難攻不落の「猫城」 城跡の神社を合格成就の地に

 室町時代から戦国時代にかけて今の中間市にあった難攻不落の城「猫城」にちなんだ「合格の招き猫」を、同市のデザイナー千手(せんじゅ)あづささん(69)が制作中。近く完成し、猫城跡にある月瀬八幡宮に奉納する。千手さんは招き猫が合格成就のシンボルとして、地域活性化に役立ってくれることを願っている。
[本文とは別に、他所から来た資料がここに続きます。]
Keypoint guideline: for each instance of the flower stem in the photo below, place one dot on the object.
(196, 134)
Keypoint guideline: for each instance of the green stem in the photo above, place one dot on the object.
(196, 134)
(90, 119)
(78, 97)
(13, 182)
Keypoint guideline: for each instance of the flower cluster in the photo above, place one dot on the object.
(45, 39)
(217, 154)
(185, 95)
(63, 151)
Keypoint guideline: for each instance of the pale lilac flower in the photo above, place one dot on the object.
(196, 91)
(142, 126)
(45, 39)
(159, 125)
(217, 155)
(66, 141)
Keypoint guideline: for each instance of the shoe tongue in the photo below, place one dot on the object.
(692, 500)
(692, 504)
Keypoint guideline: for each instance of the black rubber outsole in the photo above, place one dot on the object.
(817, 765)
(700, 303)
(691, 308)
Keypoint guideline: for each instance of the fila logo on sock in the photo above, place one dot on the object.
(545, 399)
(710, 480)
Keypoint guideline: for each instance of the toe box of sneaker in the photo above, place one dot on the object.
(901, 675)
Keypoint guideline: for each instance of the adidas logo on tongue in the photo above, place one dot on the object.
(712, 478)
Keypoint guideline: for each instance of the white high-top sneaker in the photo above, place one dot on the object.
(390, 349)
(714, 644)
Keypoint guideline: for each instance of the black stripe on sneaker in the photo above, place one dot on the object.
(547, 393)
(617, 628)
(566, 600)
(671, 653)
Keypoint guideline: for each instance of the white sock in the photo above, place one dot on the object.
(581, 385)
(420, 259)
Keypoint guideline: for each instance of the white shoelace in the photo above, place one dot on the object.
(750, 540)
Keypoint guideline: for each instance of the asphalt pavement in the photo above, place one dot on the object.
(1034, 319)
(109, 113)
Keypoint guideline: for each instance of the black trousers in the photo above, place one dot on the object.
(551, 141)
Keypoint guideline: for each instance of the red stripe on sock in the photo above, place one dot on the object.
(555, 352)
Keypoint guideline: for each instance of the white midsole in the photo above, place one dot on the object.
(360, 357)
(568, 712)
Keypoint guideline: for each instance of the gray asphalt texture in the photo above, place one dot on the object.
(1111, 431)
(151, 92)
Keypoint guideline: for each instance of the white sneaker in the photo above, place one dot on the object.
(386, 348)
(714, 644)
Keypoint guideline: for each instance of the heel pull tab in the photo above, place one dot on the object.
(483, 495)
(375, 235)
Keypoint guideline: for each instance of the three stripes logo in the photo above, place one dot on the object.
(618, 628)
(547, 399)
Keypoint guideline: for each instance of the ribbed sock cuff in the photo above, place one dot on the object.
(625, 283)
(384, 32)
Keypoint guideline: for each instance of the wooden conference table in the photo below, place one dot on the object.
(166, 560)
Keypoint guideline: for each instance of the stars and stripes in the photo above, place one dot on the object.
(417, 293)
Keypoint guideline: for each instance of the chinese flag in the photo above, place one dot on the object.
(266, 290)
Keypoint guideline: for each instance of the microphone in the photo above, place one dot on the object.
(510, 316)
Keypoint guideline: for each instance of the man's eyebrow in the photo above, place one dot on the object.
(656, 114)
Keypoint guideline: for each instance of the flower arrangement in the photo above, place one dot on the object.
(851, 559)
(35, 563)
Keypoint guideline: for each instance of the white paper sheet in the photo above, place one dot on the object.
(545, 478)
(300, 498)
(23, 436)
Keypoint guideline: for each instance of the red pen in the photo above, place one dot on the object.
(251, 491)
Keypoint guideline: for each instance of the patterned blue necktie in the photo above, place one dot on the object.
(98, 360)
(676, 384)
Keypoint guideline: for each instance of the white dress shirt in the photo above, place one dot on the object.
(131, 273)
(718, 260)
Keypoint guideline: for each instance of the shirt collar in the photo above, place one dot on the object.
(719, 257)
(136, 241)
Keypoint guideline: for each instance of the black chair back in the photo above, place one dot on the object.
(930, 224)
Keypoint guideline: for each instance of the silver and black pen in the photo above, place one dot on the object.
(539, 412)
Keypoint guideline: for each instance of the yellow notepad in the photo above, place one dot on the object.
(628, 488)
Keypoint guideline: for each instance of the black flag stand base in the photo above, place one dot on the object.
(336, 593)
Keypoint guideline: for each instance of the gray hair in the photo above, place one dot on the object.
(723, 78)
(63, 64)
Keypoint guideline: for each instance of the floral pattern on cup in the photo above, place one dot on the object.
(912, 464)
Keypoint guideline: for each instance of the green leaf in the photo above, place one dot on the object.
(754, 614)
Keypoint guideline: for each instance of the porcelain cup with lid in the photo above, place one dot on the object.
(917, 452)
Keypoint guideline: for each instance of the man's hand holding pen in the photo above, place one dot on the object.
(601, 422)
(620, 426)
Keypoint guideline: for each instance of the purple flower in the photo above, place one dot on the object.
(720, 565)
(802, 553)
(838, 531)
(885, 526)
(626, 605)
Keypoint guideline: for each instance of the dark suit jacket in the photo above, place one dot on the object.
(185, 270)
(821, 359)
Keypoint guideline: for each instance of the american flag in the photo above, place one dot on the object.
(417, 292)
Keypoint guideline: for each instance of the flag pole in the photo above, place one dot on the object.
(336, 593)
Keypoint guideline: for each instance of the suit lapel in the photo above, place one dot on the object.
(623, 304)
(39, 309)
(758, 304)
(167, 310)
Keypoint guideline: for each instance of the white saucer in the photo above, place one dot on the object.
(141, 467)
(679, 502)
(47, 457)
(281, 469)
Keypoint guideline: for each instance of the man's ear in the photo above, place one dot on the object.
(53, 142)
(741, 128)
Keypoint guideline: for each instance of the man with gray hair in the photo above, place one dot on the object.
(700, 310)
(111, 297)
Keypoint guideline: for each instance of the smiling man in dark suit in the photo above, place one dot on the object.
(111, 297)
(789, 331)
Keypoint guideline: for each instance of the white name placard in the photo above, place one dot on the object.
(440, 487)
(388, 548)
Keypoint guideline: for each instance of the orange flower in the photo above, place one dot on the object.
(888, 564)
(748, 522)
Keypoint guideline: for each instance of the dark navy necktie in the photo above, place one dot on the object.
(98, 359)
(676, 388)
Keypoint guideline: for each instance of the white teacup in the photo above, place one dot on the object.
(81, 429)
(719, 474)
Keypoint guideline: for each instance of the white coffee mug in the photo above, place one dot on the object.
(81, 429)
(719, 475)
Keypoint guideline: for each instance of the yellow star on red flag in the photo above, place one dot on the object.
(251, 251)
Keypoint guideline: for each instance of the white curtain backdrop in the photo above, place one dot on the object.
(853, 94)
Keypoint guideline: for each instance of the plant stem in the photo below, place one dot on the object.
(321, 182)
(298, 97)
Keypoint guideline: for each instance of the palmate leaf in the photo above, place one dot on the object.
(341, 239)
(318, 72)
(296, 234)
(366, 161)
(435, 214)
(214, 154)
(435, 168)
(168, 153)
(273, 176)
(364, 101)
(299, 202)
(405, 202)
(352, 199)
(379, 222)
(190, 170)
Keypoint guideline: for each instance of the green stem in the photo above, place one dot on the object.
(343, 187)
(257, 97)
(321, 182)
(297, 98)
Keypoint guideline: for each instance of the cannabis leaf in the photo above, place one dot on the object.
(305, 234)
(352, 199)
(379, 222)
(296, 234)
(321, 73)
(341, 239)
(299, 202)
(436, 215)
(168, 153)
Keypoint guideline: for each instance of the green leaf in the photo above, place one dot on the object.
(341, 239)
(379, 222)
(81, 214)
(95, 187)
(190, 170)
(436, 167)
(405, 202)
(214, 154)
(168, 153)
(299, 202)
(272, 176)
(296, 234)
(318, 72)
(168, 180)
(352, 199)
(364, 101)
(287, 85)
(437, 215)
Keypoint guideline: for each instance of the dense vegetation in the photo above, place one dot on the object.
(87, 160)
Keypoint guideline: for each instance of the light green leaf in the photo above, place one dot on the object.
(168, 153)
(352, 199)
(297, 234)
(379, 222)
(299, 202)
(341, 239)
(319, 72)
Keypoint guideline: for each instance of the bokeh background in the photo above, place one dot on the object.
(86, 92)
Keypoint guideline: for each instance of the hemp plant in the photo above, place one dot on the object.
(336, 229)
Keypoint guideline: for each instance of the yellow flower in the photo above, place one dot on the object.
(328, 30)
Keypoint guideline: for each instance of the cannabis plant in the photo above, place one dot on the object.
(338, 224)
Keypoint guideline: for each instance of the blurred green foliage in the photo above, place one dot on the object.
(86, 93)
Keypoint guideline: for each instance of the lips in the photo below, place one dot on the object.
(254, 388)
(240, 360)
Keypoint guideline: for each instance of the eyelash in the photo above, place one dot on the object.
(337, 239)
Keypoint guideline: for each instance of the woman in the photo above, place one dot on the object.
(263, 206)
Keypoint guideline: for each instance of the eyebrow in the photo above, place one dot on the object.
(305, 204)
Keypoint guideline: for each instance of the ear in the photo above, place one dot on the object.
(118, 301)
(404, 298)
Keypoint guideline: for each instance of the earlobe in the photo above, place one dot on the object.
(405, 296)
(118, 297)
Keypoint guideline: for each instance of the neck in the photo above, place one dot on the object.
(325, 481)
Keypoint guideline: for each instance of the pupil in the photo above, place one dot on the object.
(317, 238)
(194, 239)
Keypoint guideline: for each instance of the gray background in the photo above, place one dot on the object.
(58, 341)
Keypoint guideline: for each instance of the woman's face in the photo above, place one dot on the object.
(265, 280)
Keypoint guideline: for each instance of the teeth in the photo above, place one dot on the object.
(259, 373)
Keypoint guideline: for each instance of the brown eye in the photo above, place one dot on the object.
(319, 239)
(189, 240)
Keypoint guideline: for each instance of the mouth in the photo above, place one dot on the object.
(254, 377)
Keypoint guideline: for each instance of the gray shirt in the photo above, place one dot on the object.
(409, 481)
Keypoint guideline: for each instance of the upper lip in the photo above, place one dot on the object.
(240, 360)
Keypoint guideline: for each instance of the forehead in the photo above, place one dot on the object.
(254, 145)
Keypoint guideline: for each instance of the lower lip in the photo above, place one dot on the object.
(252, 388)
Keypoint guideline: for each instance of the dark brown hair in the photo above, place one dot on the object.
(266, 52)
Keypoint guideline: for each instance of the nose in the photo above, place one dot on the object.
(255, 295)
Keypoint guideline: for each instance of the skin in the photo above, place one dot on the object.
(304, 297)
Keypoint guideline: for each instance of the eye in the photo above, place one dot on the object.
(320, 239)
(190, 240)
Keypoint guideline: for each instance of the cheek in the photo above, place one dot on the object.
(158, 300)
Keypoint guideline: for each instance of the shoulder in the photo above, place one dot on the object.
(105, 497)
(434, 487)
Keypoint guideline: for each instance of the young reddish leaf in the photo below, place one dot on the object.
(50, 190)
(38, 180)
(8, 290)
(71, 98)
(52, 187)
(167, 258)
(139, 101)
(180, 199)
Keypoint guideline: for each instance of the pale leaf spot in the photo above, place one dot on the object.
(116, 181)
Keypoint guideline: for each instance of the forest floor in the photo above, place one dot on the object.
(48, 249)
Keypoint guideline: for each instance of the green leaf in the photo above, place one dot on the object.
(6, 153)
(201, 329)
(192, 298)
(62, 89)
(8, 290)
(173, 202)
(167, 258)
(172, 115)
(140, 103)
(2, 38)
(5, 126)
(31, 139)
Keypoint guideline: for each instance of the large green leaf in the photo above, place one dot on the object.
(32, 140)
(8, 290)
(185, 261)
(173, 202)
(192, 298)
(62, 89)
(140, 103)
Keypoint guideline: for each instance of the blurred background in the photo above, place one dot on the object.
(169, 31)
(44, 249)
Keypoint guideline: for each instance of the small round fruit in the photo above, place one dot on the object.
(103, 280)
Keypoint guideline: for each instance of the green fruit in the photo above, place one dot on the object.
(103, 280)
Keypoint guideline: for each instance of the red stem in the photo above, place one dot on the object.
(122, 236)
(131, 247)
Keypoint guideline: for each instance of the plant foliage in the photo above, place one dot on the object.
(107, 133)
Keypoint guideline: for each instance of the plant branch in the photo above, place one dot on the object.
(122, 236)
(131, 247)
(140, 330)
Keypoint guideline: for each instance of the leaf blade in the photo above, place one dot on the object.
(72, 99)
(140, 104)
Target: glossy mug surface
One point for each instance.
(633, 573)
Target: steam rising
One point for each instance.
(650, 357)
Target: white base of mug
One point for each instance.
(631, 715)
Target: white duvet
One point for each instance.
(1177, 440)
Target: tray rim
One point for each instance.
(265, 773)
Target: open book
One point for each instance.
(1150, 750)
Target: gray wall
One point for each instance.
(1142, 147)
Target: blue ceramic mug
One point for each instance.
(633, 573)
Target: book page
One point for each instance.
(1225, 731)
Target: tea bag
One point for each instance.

 市教委によると、猫城は室町時代、地元の豪族が小高い丘を利用して築いた砦(とりで)。高さ約20メートルの円すい状で、宗像、鞍手、遠賀を一望できたらしい。戦国時代には幾多の激戦の舞台になったとされ、市史によると1580年(天正8年)、豊後の戦国大名・大友宗麟の命を受けた直方の武将が数千人で攻めたが、落ちることはなかったという。

 名前の由来は「猫が背を丸めた姿に見える」「敵が攻めてくれば高くなり、城より攻め下るときは低くなり、まるで猫のようだ」との言い伝えからとされる。

 招き猫制作のきっかけは新型コロナ禍。膝などを痛めて2019年に約3カ月間入院し、20年はやるぞと意気込んだ直後、仕事が減った。時間が余り、地域に目が向いたとき、猫城のことを知ったという。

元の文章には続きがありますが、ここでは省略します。